Green and Sustainable Chemistry
Vol.1 No.3(2011), Article ID:7075,6 pages DOI:10.4236/gsc.2011.13015

Cerium (IV) Ammonium Nitrate (CAN) Mediated Reactions IV. A Highly Efficient Synthesis of N,N’-Diarylsubstituted Formamidines in Water at Ambient Temperature

Kamal Usef Sadek1*, Abdulaziz Alnajjar2, Ramadan Ahmed Mekheimer1,3, Nasr Kamel Mohamed1, Haney A. Mohamed1

1Chemistry Department, Faculty of Science, El-Minia University, El-Minia, Egypt

2Applied Science Department, College of Technological Studies, Public Authority of applied Education and Training, Safat Kuwait

3Current Address: Department of Chemistry, Faculty of Science for Girls, King Abdul-Aziz University, Jeddah, Kingdom of Saudi Arabia

E-mail: *kusadek@yahoo.com

Received March 29, 2011; revised May 9, 2011; accepted May 23, 2011

Keywords: CAN, Triethylorthoformate, Aromatic Amines, Water, Ambient Temperature

Abstract

A green, simple and highly efficient synthesis of N,N-diarylsubstituted formamidines has been developed employs reaction of triethylorthoformate (TEO) with aromatic amines catalyzed by cerium (IV) ammonium nitrate (CAN) in water at ambient temperature. This method offers the advantages of proceeding under environmentally friendly technique with high yields and simplicity either in conducting the reaction or handling the products.

1. Introduction

Formamidines are of considerable interest in fields related to organic and medicinal chemistry. They act as starting materials in several synthetic approaches mainly in the synthesis of heterocycles [1-5]. Moreover, amidines were considered as precursors of acid functions [6,7] Furthermore, they possess antimalarial activity [8] which is effective against chloroquino-resistant strain [9]. Classes of compounds containing amidine structures have found enormous applications as building blocks in polymer synthesis [10,11], bleaching agents for paper [12], ultraviolet light absorbers [13], protecting groups for primary amines [14,15] and other several applications [16-19].

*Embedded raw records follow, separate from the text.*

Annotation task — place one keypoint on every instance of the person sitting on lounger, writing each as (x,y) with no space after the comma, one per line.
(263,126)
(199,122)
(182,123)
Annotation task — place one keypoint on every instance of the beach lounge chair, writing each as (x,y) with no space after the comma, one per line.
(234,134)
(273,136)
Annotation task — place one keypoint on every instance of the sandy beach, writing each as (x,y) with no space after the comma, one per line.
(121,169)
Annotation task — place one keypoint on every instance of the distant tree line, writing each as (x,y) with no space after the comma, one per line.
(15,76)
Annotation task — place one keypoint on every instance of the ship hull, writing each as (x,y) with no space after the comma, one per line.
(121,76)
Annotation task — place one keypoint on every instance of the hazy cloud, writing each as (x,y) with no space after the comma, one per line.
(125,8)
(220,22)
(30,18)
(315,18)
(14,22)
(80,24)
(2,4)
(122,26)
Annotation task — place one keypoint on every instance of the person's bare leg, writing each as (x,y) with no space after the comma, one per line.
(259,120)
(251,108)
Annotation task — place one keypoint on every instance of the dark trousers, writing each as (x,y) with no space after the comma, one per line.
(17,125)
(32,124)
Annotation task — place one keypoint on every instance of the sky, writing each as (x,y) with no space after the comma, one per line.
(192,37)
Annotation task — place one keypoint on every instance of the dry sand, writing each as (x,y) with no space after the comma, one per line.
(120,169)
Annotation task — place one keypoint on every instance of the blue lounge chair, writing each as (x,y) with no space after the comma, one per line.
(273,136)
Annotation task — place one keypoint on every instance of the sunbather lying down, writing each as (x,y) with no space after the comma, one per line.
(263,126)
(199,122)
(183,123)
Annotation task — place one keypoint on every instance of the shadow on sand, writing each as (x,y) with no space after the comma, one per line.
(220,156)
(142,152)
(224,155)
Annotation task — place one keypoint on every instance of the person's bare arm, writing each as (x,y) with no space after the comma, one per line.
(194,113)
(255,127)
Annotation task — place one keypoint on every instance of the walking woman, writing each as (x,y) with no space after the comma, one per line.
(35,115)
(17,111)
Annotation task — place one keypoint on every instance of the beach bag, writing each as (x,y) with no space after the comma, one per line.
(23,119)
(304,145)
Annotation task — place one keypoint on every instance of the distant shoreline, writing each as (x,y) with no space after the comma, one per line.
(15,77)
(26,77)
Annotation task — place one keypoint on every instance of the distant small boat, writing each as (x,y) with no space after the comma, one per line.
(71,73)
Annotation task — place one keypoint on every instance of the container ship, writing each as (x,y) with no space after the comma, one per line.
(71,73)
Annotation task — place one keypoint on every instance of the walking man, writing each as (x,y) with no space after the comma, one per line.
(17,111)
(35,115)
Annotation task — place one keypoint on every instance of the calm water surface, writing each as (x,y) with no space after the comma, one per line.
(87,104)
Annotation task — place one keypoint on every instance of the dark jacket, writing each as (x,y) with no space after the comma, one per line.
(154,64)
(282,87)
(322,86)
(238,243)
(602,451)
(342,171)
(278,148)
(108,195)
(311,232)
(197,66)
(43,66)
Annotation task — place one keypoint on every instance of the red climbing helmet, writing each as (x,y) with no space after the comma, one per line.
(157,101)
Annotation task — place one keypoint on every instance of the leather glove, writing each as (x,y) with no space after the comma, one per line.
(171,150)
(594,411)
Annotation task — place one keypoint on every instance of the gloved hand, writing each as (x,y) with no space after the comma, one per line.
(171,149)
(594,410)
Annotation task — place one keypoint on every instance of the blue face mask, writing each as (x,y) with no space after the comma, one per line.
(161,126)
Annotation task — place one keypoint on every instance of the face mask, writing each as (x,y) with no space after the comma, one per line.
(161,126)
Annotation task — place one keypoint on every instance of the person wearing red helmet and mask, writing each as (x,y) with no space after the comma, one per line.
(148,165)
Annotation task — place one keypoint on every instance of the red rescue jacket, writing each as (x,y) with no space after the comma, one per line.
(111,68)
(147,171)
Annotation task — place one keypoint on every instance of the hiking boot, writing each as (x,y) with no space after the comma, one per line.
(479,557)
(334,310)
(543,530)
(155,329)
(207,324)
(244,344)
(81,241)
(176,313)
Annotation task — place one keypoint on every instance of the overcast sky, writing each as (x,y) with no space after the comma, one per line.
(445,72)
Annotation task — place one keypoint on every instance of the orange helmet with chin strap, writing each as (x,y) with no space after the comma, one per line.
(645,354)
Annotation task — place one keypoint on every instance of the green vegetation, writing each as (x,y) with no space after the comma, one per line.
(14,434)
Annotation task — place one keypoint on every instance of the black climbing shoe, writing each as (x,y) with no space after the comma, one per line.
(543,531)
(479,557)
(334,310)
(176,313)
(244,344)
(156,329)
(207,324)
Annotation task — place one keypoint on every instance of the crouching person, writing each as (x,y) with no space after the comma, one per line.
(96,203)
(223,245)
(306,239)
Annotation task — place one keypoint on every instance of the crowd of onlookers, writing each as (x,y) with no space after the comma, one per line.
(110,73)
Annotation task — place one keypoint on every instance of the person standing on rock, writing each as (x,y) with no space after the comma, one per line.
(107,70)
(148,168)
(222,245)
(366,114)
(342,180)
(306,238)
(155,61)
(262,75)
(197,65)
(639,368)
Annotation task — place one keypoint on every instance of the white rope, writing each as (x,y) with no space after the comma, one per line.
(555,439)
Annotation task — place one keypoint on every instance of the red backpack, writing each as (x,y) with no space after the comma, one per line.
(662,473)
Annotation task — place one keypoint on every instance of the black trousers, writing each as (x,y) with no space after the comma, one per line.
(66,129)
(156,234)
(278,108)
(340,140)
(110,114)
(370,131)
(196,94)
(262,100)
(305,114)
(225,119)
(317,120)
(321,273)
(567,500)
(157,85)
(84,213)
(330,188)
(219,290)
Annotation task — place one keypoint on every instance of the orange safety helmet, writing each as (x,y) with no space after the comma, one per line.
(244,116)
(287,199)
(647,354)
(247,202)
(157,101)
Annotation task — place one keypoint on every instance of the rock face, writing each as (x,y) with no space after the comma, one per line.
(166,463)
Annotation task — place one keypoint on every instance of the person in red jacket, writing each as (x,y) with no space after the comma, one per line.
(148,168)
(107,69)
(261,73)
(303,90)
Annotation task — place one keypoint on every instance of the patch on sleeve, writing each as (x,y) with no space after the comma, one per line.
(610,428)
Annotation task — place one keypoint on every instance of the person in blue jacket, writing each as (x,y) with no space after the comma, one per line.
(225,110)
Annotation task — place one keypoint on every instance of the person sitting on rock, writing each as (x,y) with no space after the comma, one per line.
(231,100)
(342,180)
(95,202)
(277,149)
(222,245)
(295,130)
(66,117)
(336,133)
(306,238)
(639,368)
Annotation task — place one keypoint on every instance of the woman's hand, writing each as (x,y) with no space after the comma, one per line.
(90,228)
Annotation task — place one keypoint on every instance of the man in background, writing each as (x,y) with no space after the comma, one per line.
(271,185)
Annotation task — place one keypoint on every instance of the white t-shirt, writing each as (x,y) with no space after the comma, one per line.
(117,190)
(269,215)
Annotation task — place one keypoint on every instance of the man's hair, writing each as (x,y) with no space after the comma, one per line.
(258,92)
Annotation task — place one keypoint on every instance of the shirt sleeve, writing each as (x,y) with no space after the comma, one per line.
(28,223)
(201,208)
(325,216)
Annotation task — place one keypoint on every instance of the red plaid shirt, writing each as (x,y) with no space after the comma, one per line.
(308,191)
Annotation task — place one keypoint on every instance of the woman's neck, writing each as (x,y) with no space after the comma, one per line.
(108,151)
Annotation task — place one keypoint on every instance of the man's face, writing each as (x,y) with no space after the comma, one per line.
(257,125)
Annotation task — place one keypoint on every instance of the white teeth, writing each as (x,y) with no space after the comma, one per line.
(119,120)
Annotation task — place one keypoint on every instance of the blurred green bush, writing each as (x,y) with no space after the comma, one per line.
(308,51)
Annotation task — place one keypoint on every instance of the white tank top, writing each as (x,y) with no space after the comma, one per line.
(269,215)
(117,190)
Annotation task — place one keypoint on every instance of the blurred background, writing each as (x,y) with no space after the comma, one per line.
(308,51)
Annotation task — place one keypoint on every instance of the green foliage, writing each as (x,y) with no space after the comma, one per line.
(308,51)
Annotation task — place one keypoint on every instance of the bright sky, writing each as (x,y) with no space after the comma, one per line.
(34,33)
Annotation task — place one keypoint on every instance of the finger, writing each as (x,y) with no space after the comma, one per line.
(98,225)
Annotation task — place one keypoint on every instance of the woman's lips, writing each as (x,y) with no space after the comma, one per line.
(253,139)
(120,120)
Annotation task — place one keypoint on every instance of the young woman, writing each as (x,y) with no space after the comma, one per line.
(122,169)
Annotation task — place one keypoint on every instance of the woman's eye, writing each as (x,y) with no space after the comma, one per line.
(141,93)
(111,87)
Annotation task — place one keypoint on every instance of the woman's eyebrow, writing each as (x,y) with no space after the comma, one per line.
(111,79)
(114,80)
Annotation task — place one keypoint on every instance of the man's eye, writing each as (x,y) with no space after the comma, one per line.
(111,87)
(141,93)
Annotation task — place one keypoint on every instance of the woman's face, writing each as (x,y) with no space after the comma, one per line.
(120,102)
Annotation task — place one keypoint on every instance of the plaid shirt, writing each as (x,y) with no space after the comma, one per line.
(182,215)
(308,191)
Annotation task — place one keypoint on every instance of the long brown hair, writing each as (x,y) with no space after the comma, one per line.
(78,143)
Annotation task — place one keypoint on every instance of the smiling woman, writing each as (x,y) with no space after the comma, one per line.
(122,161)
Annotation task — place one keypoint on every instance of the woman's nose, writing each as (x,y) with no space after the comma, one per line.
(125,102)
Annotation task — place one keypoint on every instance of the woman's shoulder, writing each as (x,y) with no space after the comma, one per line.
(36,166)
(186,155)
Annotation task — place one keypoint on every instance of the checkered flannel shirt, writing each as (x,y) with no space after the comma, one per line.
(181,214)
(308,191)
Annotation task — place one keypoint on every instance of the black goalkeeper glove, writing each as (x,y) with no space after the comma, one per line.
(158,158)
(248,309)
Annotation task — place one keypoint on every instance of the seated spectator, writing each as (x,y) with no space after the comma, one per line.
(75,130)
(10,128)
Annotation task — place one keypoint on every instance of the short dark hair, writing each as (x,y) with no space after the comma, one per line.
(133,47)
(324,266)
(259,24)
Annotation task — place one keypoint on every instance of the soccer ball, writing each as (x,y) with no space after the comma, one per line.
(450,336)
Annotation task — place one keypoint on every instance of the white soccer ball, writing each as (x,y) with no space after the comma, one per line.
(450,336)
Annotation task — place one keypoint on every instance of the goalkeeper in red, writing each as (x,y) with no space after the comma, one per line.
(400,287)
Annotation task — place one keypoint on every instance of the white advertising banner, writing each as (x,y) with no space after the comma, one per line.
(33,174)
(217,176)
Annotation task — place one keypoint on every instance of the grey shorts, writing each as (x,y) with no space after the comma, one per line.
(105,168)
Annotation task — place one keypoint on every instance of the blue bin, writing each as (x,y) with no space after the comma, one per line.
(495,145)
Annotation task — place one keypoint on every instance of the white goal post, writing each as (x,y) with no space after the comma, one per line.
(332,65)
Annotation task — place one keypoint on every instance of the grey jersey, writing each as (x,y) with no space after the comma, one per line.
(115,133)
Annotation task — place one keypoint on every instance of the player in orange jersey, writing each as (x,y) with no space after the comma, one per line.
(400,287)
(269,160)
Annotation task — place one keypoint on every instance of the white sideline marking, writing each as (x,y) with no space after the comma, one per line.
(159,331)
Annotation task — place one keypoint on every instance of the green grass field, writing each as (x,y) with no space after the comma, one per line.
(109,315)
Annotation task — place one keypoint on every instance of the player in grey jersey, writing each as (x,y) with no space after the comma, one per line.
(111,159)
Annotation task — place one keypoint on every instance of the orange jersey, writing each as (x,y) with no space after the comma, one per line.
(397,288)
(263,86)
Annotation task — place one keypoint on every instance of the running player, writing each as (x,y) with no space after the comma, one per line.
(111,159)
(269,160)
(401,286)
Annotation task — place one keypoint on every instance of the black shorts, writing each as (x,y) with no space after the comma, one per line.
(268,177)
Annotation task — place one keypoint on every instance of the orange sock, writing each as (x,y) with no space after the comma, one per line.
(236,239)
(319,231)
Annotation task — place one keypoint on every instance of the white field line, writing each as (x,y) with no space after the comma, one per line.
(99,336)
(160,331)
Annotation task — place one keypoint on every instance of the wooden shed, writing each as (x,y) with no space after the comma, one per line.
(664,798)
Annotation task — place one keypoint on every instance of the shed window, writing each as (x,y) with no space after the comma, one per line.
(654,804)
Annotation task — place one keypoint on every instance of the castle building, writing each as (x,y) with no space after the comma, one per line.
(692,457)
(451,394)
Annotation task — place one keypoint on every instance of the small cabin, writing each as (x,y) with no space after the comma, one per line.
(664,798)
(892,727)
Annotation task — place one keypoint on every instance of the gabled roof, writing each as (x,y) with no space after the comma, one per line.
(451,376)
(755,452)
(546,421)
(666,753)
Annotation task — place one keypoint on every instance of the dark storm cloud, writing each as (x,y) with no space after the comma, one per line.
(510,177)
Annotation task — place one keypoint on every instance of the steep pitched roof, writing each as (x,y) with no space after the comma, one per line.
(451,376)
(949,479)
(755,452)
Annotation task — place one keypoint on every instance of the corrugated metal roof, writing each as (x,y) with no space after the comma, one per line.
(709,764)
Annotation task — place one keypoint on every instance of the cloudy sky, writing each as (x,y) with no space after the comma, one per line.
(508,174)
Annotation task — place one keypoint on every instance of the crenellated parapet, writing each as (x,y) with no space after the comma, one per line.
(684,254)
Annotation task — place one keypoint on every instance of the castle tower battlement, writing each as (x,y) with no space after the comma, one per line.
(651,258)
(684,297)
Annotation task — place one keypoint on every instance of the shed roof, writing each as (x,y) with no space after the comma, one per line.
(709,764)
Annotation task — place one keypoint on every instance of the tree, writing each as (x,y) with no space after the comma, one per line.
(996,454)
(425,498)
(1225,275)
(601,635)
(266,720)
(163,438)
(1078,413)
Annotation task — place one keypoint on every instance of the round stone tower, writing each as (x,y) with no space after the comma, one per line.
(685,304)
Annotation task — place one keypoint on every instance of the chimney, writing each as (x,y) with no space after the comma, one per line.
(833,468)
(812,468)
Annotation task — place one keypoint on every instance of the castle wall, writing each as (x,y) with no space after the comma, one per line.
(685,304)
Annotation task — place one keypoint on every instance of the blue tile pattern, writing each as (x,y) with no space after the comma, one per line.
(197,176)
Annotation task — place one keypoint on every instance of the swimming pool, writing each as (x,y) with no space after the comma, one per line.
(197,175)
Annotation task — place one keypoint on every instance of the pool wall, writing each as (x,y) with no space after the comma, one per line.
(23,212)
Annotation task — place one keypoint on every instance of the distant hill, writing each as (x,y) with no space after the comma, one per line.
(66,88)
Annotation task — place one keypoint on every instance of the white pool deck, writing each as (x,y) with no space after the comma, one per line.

Many of known methods for the synthesis of formamidines require long reaction times and/or a multi-step procedures. Thus, Taylor et al. [15] have reported a general synthetic method for the synthesis of formamidines by the reaction of triethylorthoformate or orthoacetate with a number of aliphatic and aromatic amines in acetic acid under reflux at 140˚C - 150˚C for 1.5 - 94 hours. Although the reduction of carbodiimides with sodium borohydride in isopropanol perform a convenient synthetic method of the corresponding formamidines [20] but this protocol suffers from the use of toxic organic solvents either in conducting the reaction or working-up the product. The exchange of N,N-dimethylformamidines or acetamidines by a variety of amines has been reported to be the most popular method for the synthesis of symmetrical and unsymmetrical formamidines [21]. This approach suffers from drawbacks of high temperatures and the use of protic organic solvents (mostly methanol or ethanol) for a period of 1 - 48 hours [22]. The beneficial effect of base in non-protic solvents for this transformations has also been reported [23]. A revisiting of the effect of acid in the amine exchange of N,N-- dimethylformamidines has been recently reported [18] which allowing the preparation of highly electron-rich compounds that are difficult to obtain under standard conditions. In their study, they have claimed that such exchange is highly dependent on the nucleophilicity of the corresponding amine (e.g. weak nucleophiles such as aniline did not react at all and pyrrolidine gave a poor yield). They also emphasized that, minor products derived from loss of the imine component rather than dimethylamine, followed by addition exchange reactions can often be observed. Unexpected formation of N,N-disubstituted formamidines by the reaction of an amine with sodium hydride and triflouroacetic anhydride in dimethylformamid has been recently reported [24]. Accordingly, the development of a simple, high yield and green protocol for the synthesis of such scaffold will be of interest for researches and scientists in such area.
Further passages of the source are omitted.